Com o sugestivo título “Quer um filho futebolista? Então faça-o na Primavera”, um jornal desportivo abordou a temática relacionada com estudos realizados sobre os meses de nascimento dos futebolistas em diferentes países e concluiu que a maioria nasceu no 1.º trimestre do ano. Este estudo permitiu-me enfim perceber porque não vinguei como futebolista (nasci em novembro) e num mercado saturado de “olheiros” ou prospetores, possibilita o aparecimento de uma nova área de intervenção: os incentivadores a relações sexuais em períodos “férteis em futebolistas”.

Carlos Mangas
18 Jan 2013

Na realidade o que acontece é que sendo o ano civil que determina os diferentes escalões de formação, os nascidos no 1.º trimestre, estão geralmente um passo à frente dos colegas mais novos, enquanto a estatura e maturação forem motivo de diferenciação, levando a que sejam mais vezes primeiras escolhas, com as consequentes vantagens que daí advêm.
No entanto, com a procura de novos valores a realizar-se em idades de um dígito apenas, aumenta exponencialmente a margem de erro na avaliação, pelo que será fundamental definir o que privilegiar na pesquisa. Pelo conhecimento que tenho na área, eu apontaria três características: coordenação/destreza motora, velocidade de deslocação/execução e… ótima relação com a bola. Na minha perspetiva, na ausência de uma destas caraterísticas podemos encontrar um provável jogador de futebol, mas nunca, alguém com potencial para ser um executante de excelência. A estas caraterísticas inatas para que este “projeto” de jogador ganhe alicerces para se distinguir dos demais, temos de ir juntando, à medida que ele for crescendo em idade e maturação futebolística, tudo o que, podendo parecer acessório vai ser o “cimento” que une os tijolos e permite que um dia…” a casa não venha abaixo”.
Eis algum do “cimento” que, em meu entender, é imprescindível:
– Adorar aquilo que faz, pois só assim terá motivação constante para dia a dia trabalhar afincadamente de forma a colmatar as insuficiências existentes (ninguém é perfeito) e melhorar ainda mais as potencialidades pelas quais já se diferencia.

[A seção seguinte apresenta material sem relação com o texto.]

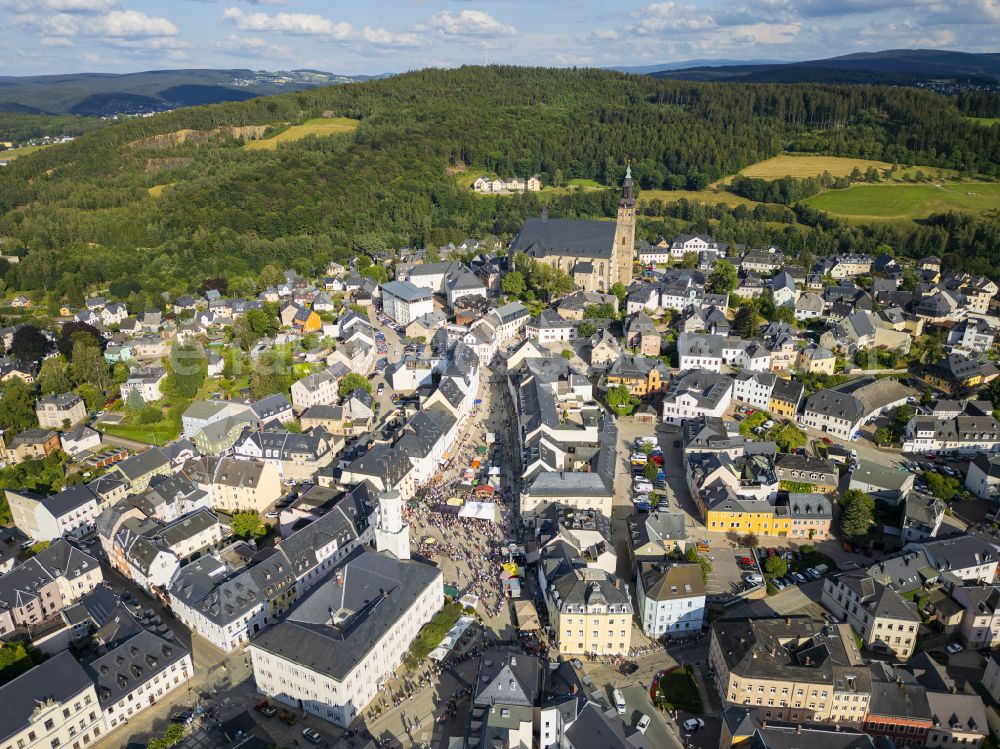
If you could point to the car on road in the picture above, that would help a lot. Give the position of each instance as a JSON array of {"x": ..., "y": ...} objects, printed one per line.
[
  {"x": 628, "y": 668},
  {"x": 619, "y": 701},
  {"x": 312, "y": 735},
  {"x": 693, "y": 724},
  {"x": 266, "y": 709}
]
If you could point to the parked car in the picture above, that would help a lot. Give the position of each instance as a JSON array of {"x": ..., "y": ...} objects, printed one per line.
[
  {"x": 619, "y": 701},
  {"x": 312, "y": 735},
  {"x": 266, "y": 709}
]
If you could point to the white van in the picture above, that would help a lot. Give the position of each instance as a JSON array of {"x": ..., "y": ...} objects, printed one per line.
[{"x": 619, "y": 701}]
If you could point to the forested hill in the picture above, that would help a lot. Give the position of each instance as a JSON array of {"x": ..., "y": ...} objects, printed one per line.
[{"x": 84, "y": 214}]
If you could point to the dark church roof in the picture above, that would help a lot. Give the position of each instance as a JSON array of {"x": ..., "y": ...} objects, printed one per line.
[{"x": 556, "y": 236}]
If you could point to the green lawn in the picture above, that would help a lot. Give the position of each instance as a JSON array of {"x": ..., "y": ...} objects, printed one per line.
[
  {"x": 901, "y": 201},
  {"x": 158, "y": 433},
  {"x": 678, "y": 691},
  {"x": 319, "y": 126}
]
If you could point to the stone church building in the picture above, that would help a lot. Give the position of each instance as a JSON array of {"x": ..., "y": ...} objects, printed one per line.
[{"x": 596, "y": 254}]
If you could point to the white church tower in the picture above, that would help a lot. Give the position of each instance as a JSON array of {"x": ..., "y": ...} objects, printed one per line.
[{"x": 392, "y": 533}]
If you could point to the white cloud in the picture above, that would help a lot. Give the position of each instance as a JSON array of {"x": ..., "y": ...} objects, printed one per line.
[
  {"x": 252, "y": 46},
  {"x": 307, "y": 24},
  {"x": 468, "y": 23},
  {"x": 118, "y": 24},
  {"x": 59, "y": 6}
]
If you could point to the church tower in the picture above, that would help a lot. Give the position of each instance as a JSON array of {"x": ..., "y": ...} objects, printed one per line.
[
  {"x": 392, "y": 533},
  {"x": 623, "y": 252}
]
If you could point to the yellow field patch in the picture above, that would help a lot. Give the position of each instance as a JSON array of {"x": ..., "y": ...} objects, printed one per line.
[
  {"x": 13, "y": 153},
  {"x": 709, "y": 197},
  {"x": 802, "y": 166},
  {"x": 319, "y": 126}
]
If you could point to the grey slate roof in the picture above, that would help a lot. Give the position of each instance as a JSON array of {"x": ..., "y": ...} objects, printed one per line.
[
  {"x": 591, "y": 239},
  {"x": 60, "y": 678},
  {"x": 338, "y": 623},
  {"x": 130, "y": 665}
]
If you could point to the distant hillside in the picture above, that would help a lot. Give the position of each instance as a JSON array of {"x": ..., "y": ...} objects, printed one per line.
[
  {"x": 101, "y": 94},
  {"x": 894, "y": 67}
]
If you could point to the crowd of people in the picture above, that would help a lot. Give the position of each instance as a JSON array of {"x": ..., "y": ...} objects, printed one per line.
[{"x": 476, "y": 548}]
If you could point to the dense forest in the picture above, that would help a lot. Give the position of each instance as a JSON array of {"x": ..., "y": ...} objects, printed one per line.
[{"x": 82, "y": 215}]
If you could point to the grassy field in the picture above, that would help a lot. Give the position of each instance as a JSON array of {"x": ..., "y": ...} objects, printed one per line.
[
  {"x": 710, "y": 197},
  {"x": 802, "y": 165},
  {"x": 319, "y": 126},
  {"x": 13, "y": 153},
  {"x": 900, "y": 201},
  {"x": 158, "y": 433}
]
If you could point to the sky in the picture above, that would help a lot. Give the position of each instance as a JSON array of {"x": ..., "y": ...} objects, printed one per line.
[{"x": 385, "y": 36}]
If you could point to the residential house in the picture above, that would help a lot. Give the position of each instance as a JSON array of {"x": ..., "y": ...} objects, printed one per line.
[
  {"x": 805, "y": 474},
  {"x": 316, "y": 389},
  {"x": 983, "y": 476},
  {"x": 80, "y": 441},
  {"x": 33, "y": 593},
  {"x": 696, "y": 393},
  {"x": 32, "y": 444},
  {"x": 146, "y": 381},
  {"x": 671, "y": 599},
  {"x": 60, "y": 411},
  {"x": 403, "y": 302},
  {"x": 815, "y": 669},
  {"x": 70, "y": 512},
  {"x": 786, "y": 395},
  {"x": 956, "y": 373},
  {"x": 886, "y": 621},
  {"x": 228, "y": 605},
  {"x": 233, "y": 484},
  {"x": 841, "y": 410},
  {"x": 816, "y": 360},
  {"x": 137, "y": 674},
  {"x": 882, "y": 482},
  {"x": 201, "y": 413},
  {"x": 296, "y": 456},
  {"x": 641, "y": 375},
  {"x": 922, "y": 517},
  {"x": 52, "y": 704},
  {"x": 957, "y": 719},
  {"x": 810, "y": 515}
]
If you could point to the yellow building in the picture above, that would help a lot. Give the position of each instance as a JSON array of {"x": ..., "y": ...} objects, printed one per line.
[
  {"x": 786, "y": 395},
  {"x": 591, "y": 612},
  {"x": 640, "y": 374}
]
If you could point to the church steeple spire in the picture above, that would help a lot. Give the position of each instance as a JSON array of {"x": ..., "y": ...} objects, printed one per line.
[{"x": 628, "y": 189}]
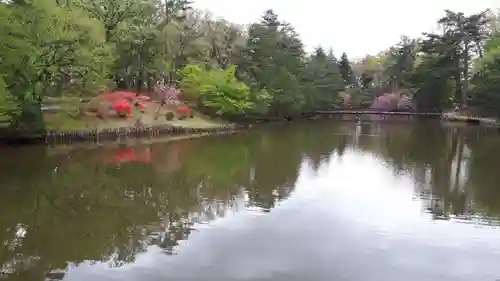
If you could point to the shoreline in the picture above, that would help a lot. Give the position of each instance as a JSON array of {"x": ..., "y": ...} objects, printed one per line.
[{"x": 171, "y": 133}]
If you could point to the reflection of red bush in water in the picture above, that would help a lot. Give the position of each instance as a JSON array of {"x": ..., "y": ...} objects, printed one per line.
[
  {"x": 183, "y": 111},
  {"x": 129, "y": 154}
]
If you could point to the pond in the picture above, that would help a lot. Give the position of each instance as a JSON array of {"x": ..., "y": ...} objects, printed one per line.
[{"x": 323, "y": 201}]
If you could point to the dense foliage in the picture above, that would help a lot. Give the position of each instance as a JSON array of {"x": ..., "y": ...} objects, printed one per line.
[{"x": 82, "y": 47}]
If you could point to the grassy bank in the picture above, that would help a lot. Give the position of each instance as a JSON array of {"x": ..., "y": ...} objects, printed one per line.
[{"x": 65, "y": 119}]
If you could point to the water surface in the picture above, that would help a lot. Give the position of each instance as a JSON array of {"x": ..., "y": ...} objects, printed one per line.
[{"x": 319, "y": 201}]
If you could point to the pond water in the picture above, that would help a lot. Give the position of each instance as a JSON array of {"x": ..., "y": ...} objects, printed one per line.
[{"x": 321, "y": 201}]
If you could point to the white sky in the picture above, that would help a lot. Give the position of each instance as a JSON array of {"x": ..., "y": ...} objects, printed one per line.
[{"x": 357, "y": 27}]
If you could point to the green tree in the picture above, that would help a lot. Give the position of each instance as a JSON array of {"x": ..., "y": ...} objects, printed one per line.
[{"x": 346, "y": 70}]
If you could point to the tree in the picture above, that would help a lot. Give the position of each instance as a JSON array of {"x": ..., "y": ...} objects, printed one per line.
[{"x": 346, "y": 70}]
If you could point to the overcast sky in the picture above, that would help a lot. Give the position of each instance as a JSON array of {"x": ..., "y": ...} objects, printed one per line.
[{"x": 357, "y": 27}]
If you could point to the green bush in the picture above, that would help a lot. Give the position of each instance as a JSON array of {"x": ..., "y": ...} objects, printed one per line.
[{"x": 218, "y": 92}]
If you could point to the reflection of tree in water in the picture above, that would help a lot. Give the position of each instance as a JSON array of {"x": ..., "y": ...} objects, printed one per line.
[
  {"x": 88, "y": 210},
  {"x": 447, "y": 171},
  {"x": 81, "y": 208}
]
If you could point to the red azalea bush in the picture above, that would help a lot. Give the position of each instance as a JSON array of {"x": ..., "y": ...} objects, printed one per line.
[
  {"x": 183, "y": 111},
  {"x": 123, "y": 108}
]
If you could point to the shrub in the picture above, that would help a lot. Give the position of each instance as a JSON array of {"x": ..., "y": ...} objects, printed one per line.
[
  {"x": 217, "y": 92},
  {"x": 169, "y": 116}
]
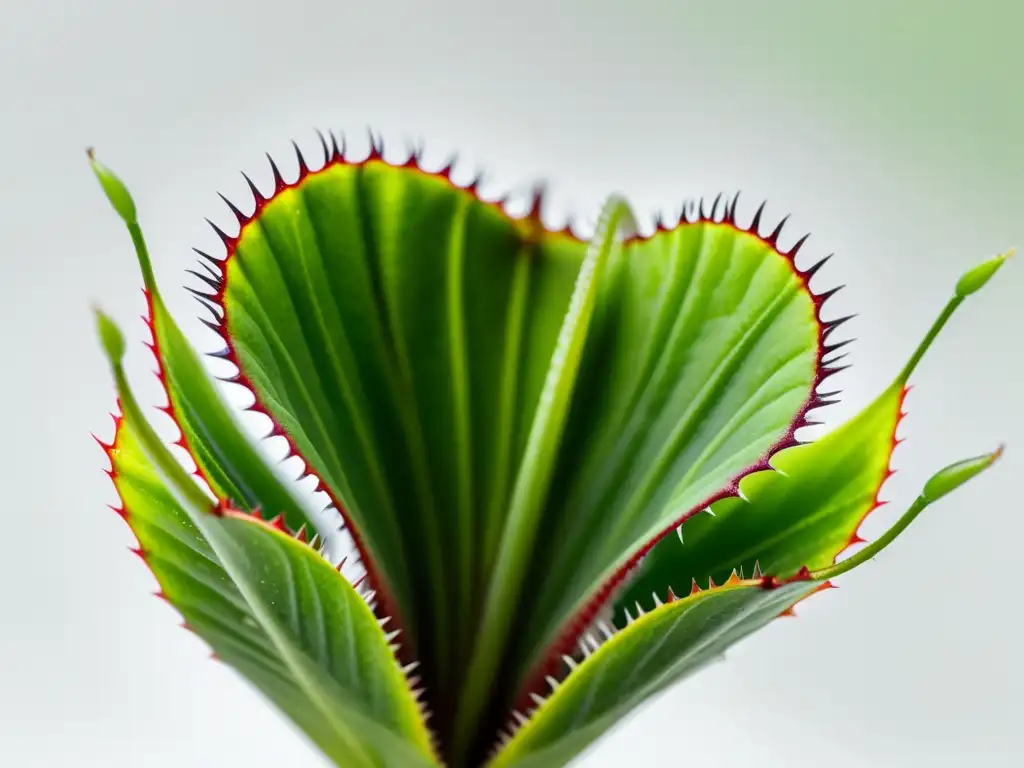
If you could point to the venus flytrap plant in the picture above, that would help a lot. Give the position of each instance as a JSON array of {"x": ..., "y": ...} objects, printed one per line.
[{"x": 568, "y": 467}]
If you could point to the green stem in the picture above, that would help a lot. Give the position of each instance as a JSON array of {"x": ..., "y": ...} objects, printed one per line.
[
  {"x": 534, "y": 476},
  {"x": 933, "y": 333},
  {"x": 943, "y": 482},
  {"x": 919, "y": 506}
]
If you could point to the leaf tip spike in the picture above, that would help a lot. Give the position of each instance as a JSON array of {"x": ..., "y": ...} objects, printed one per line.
[
  {"x": 975, "y": 279},
  {"x": 114, "y": 187},
  {"x": 111, "y": 337},
  {"x": 951, "y": 477}
]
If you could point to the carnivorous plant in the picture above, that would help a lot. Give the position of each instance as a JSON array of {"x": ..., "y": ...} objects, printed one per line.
[{"x": 567, "y": 468}]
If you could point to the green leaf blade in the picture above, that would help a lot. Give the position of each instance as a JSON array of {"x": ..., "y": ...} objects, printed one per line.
[
  {"x": 306, "y": 634},
  {"x": 656, "y": 650},
  {"x": 805, "y": 511}
]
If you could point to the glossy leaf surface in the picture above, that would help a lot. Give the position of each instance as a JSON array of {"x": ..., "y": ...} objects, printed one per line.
[
  {"x": 508, "y": 419},
  {"x": 278, "y": 611},
  {"x": 400, "y": 331}
]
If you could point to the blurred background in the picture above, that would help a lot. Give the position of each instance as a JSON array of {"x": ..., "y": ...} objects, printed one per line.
[{"x": 892, "y": 130}]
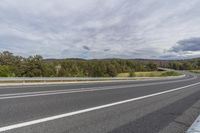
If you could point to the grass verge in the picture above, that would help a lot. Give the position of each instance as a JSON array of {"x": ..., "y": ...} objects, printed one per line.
[{"x": 150, "y": 74}]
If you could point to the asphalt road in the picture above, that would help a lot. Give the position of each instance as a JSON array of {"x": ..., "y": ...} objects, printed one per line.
[{"x": 166, "y": 106}]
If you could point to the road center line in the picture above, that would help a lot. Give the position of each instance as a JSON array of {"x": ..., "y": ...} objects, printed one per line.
[{"x": 29, "y": 123}]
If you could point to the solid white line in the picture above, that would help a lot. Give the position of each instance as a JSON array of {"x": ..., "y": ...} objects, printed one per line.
[
  {"x": 29, "y": 123},
  {"x": 57, "y": 92}
]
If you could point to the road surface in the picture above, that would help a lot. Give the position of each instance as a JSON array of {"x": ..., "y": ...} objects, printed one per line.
[{"x": 151, "y": 106}]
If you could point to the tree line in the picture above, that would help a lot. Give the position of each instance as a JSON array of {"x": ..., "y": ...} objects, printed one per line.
[{"x": 36, "y": 66}]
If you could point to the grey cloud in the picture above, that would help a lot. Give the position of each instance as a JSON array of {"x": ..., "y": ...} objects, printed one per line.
[
  {"x": 106, "y": 50},
  {"x": 86, "y": 48},
  {"x": 125, "y": 28},
  {"x": 192, "y": 44}
]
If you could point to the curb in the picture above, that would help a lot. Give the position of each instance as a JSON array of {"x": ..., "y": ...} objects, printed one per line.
[{"x": 195, "y": 128}]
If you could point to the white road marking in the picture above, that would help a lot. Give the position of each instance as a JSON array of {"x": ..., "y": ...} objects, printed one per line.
[
  {"x": 57, "y": 92},
  {"x": 29, "y": 123}
]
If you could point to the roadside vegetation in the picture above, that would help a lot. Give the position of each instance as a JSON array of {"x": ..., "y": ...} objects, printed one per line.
[
  {"x": 36, "y": 66},
  {"x": 149, "y": 74},
  {"x": 195, "y": 71}
]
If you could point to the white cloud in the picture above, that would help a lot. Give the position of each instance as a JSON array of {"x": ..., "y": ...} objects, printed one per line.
[{"x": 128, "y": 28}]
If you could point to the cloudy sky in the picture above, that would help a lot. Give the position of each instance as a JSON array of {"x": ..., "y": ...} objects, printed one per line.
[{"x": 159, "y": 29}]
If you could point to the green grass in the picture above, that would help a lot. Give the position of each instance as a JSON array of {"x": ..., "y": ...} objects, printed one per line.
[
  {"x": 150, "y": 74},
  {"x": 195, "y": 71}
]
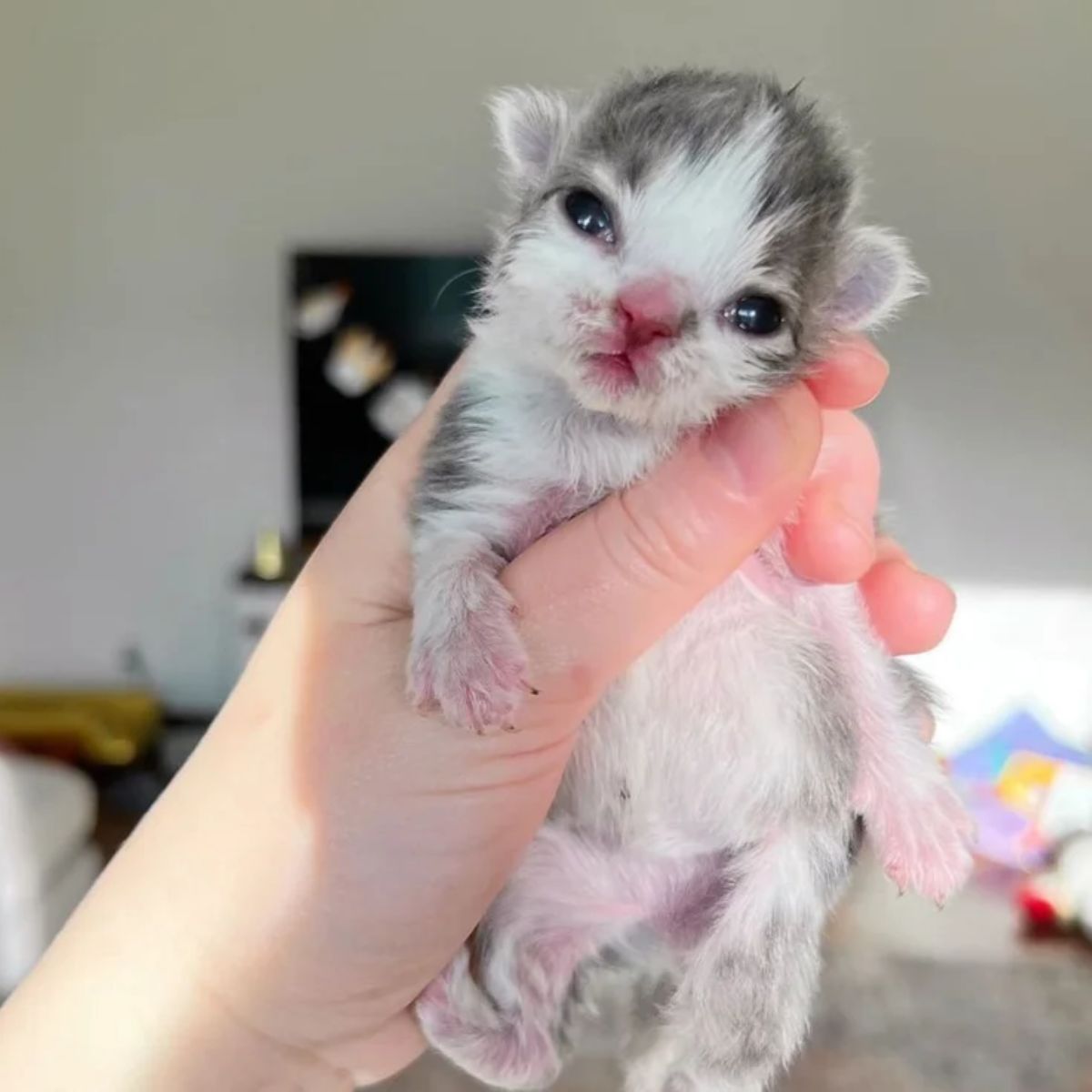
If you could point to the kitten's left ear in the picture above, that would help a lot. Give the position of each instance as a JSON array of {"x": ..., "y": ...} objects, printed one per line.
[
  {"x": 876, "y": 277},
  {"x": 531, "y": 130}
]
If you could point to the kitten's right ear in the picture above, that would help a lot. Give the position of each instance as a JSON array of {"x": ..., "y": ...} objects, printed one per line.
[{"x": 531, "y": 129}]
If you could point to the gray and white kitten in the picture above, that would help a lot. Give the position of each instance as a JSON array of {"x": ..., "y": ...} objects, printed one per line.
[{"x": 682, "y": 243}]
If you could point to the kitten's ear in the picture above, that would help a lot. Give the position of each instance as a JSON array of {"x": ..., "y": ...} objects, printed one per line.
[
  {"x": 875, "y": 278},
  {"x": 531, "y": 129}
]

– Querer aprender e saber fazê-lo através de uma capacidade de superação constante. Isto é, acreditar que as suas potencialidades e aptidões podem e devem evoluir para um nível superior se forem sujeitas a novos desafios com diferentes e progressivos graus de exigência, sendo por isso necessária uma focalização constante naquilo em que se apostou como modo de vida.
– Ter criatividade e/ou “nonsense” futebolístico. Uma vez que o futebol se assemelha cada vez mais a um jogo de xadrez, aquele que conseguir sair da norma e fazer algo inesperado, será “a chave mestra” que poderá abrir as mais diferentes portas (leia-se, balizas adversárias) destacando-se assim dos demais.
– Colocar a criatividade ao serviço do grupo em que esteja inserido. Para isto, é necessário ser portador de elevada inteligência emocional e comportamental, pois, sendo o futebol um jogo coletivo, quem não perceber e souber gerir relacionamentos com colegas, treinadores, dirigentes, árbitros e adversários, estará fatalmente condenado ao insucesso, independentemente de todas as outras caraterísticas anteriormente mencionadas que possa até possuir e/ou produzir em “excesso”.
É por tudo isto que a existência de um trimestre ideal para produzir futebolistas, a mim, não me convence. No futebol como em qualquer outro ramo da atividade humana, a excelência acontece, quando aliado a caraterísticas inatas, existe um imenso e árduo trabalho nas mais diversas e diferentes áreas do comportamento humano.